December 18, 2009
(Jeremiah 23:5-8; Matthew 1:18-25)
In the Museum of Fine Arts in Boston hangs an illustrative painting of the holy family in Egypt. Mary holds Jesus in her arms with a sphinx as protection from the wind while Joseph reclines at a distance keeping guard over his precious charges. This picture may be contrasted with a popular, contemporary sculpture of the holy family with Mary holding Jesus snuggled in the arms of Joseph. The museum painting intimates the perpetual virginity of Mary while the contemporary statue suggests sexual intimacy.

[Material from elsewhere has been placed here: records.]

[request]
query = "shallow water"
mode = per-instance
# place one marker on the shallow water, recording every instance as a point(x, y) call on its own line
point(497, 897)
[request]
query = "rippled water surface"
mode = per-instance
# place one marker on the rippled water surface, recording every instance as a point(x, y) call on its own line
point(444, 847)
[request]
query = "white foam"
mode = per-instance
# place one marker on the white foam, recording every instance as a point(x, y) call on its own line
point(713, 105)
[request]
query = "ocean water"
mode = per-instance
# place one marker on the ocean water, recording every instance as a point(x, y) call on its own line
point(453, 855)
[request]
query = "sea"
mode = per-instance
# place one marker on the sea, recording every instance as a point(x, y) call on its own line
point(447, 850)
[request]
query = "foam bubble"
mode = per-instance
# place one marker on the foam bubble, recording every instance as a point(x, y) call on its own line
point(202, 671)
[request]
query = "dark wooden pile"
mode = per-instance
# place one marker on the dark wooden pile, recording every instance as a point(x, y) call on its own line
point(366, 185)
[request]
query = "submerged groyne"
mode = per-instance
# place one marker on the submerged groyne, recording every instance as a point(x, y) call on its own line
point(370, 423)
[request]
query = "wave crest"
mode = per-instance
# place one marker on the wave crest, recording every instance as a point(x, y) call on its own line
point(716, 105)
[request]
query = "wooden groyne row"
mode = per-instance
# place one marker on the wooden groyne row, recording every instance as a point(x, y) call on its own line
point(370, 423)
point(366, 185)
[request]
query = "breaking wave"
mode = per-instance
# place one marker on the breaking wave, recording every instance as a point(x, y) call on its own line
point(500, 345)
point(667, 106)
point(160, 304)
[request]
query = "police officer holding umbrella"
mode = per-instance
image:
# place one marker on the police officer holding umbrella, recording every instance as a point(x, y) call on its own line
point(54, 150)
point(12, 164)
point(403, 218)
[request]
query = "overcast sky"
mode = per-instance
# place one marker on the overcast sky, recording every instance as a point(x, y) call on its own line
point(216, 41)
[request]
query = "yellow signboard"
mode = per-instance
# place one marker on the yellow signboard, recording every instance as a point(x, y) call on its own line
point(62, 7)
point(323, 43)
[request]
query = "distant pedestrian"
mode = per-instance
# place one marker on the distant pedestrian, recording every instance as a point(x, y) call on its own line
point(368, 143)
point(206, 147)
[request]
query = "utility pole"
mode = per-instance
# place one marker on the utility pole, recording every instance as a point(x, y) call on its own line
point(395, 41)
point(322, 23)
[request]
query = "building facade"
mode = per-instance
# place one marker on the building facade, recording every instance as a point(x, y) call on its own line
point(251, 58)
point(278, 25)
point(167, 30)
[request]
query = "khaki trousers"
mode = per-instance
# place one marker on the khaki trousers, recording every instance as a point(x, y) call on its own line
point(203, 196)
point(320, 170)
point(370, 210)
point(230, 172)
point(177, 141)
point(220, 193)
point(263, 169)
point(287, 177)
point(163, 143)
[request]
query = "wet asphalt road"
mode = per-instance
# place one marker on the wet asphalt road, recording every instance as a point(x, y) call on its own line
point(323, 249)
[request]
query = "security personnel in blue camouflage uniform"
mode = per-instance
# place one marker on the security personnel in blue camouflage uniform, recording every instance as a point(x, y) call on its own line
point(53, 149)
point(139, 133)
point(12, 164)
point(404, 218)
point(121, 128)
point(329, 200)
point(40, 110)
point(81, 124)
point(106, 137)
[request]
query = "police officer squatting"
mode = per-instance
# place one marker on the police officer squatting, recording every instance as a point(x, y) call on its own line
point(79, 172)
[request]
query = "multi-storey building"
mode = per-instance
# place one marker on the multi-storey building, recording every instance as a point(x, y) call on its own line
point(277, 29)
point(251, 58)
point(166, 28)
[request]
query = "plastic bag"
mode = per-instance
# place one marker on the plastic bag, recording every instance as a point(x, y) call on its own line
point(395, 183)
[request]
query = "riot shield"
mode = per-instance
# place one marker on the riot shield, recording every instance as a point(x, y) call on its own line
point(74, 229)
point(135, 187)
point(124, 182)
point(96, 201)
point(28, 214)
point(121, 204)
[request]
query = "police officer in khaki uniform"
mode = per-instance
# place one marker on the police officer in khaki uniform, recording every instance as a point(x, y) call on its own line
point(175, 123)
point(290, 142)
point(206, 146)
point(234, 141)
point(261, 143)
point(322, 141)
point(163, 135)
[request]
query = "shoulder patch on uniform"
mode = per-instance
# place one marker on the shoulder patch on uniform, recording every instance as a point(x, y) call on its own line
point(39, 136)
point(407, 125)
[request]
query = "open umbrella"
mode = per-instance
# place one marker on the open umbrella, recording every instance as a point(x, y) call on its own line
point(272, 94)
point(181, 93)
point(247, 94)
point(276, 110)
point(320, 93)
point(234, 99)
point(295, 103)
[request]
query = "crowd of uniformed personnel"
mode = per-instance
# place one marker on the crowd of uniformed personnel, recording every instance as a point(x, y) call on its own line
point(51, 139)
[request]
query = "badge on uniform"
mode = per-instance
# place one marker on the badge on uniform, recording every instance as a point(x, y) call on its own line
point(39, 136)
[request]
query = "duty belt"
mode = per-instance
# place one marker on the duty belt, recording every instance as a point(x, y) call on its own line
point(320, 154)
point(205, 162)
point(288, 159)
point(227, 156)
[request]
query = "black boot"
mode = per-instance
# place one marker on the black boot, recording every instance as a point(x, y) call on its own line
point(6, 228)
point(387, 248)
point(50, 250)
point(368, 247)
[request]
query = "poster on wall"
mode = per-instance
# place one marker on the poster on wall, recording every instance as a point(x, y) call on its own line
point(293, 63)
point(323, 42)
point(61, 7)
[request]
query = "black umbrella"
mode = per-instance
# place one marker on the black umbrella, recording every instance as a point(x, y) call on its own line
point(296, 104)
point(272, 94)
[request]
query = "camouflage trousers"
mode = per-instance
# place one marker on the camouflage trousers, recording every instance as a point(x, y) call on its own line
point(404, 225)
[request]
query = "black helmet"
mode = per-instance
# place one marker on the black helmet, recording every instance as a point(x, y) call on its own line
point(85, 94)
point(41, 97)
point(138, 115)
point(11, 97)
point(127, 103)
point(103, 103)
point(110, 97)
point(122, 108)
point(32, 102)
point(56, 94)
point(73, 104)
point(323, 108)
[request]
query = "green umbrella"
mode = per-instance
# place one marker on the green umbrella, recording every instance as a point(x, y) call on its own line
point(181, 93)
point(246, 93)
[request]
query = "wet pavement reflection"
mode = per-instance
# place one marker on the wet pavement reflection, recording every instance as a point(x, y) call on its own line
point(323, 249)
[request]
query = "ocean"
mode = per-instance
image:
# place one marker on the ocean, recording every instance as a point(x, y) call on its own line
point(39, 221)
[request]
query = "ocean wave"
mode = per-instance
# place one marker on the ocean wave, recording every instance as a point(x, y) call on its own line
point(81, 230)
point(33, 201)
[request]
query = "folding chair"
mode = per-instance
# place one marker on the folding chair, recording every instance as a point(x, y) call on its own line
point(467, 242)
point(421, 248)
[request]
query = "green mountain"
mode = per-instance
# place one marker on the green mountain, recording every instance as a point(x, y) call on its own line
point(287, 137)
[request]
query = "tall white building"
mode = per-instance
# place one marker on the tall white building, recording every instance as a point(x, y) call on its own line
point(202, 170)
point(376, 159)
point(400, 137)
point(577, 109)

Today’s gospel saying, “He (Joseph) had no relations with her (Mary) until she bore a son...” seems to imply that after Jesus’ birth Joseph and Mary had normal marital relations. However, John Meier, one of today’s foremost gospel scholars, comments that the word for until in Hebrew and Greek “need not mean that there was a change in the situation after Jesus’ birth.”

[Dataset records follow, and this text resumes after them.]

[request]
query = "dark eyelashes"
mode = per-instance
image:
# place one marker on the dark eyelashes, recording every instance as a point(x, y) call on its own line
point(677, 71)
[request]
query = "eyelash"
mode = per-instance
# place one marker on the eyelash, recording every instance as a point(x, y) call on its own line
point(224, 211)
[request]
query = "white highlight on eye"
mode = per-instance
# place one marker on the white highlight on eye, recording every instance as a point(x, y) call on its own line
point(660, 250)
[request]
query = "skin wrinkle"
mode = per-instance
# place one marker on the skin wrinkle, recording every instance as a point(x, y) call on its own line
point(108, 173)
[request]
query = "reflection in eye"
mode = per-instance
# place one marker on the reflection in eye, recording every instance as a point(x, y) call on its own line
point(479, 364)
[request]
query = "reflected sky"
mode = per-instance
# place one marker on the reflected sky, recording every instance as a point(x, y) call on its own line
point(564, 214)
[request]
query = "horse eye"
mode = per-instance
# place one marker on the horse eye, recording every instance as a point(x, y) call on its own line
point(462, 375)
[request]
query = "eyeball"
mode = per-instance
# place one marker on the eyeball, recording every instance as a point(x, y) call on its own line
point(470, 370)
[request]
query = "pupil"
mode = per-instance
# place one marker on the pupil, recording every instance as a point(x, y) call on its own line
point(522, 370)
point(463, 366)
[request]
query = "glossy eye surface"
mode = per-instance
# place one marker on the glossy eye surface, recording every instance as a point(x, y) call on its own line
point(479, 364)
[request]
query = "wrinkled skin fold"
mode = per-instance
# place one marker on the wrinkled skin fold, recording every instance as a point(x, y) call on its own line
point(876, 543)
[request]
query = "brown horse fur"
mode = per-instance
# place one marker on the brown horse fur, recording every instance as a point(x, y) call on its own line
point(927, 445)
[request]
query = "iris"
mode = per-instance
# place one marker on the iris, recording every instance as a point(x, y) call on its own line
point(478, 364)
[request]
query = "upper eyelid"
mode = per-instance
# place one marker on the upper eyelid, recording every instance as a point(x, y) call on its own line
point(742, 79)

The issue is important although, perhaps, not critical. We find it in the First Letter to the Corinthians where Paul writes, “It is a good for a man not to touch a woman” so that he or she (certainly the same holds for a woman) might dedicate himself or herself completely to the Lord. We certainly think of Mary as so dedicated. Of course, the elevation of virginity does not disparage marriage. Indeed, some married people live far holier lives than virgins who think of little else than having sexual relations or, for that matter, the unmarried who prefer to remain single out of self-serving independence.